Given a square matrix A of size n × n, explain the process of computing its
eigenvalues and eigenvectors. Use the matrix A = (4 1 2 3) to
demonstrate the process. Additionally, discuss how eigenvectors are
utilized in the context of Principal Component Analysis (PCA).
2. Explain the vanishing gradient problem in deep neural networks. How does
it affect the training of deep networks? Describe two techniques that help
mitigate this problem, and explain how they work.
3. Consider a deep feedforward network with 4 hidden layers. Explain how
backpropagation works in this network and derive the expression for the
gradient of the loss function with respect to the weights of the first hidden
layer. Discuss the role of the chain rule in this process.
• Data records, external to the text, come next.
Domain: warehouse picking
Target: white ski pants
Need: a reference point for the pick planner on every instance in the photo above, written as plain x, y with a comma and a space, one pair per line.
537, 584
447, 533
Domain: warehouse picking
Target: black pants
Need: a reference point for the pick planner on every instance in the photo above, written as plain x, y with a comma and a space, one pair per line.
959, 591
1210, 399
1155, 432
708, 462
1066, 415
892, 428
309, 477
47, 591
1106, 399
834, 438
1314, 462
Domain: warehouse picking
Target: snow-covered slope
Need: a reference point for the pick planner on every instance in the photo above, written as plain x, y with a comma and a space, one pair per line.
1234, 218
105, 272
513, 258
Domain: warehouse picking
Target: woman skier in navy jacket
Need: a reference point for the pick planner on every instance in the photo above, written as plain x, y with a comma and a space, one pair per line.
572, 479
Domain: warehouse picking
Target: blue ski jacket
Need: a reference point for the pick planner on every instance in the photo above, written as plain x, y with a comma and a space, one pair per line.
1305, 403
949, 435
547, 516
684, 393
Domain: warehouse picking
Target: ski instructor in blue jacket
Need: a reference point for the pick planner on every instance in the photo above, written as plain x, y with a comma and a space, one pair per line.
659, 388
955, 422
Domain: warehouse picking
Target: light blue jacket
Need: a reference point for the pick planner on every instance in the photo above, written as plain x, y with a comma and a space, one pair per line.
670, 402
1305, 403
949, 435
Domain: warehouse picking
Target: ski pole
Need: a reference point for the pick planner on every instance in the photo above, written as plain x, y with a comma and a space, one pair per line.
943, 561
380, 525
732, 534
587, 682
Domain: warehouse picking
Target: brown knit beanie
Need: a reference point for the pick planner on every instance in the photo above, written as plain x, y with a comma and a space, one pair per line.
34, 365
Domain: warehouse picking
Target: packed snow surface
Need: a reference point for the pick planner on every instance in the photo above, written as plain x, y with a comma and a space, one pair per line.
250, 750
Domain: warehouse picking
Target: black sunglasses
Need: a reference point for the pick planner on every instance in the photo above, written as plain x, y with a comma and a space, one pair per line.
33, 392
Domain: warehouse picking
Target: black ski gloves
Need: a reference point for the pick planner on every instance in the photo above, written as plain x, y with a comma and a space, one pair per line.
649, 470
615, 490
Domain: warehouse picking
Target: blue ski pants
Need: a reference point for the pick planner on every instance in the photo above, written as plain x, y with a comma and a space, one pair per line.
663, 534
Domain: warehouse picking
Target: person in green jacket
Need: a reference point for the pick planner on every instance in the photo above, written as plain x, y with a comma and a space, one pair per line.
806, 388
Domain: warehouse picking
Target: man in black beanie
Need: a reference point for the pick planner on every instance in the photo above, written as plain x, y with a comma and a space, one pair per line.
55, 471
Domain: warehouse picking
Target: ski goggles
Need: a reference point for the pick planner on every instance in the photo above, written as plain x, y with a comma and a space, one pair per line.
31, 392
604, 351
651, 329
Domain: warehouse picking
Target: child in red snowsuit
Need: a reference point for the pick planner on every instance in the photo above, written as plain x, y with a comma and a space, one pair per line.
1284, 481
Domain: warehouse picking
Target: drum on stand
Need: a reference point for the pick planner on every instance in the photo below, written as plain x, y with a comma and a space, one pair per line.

4. Compare and contrast L1 and L2 regularization in the context of training
deep learning models. Explain the mathematical formulation of each and
discuss how these regularization techniques affect the model's weights
and sparsity.
5. Explain the concept of overfitting in deep learning models. Describe three
strategies that can be employed to prevent overfitting during the training
of deep models. Provide an example scenario for each strategy.
6. Explain how a Convolutional Neural Network (CNN) processes an image
from input to output, highlighting the roles of convolutional layers, pooling
layers, and fully connected layers. Provide an example with specific
dimensions, filters, and activation functions. Also, describe how CNNs
differ from traditional fully connected networks in handling image data.
7. A factory produces light bulbs, and it is known that 2% of them are
defective. If you randomly select 10 light bulbs from the production line,
what is the probability that exactly 2 of them are defective? Use the
binomial distribution to calculate the answer.
8. You are training a simple neural network with a single hidden layer. The
network uses a sigmoid activation function, and the loss function is mean
squared error (MSE). Suppose the weights between the input and hidden
layers are W=(0.1 −0.2 0.4 0.5), the biases are b=(0.3 0.1), and the
input is x=(1 −1). Compute the output of the hidden layer and the final
output of the network. Then, calculate the gradient of the loss with respect
to the weights using backpropagation.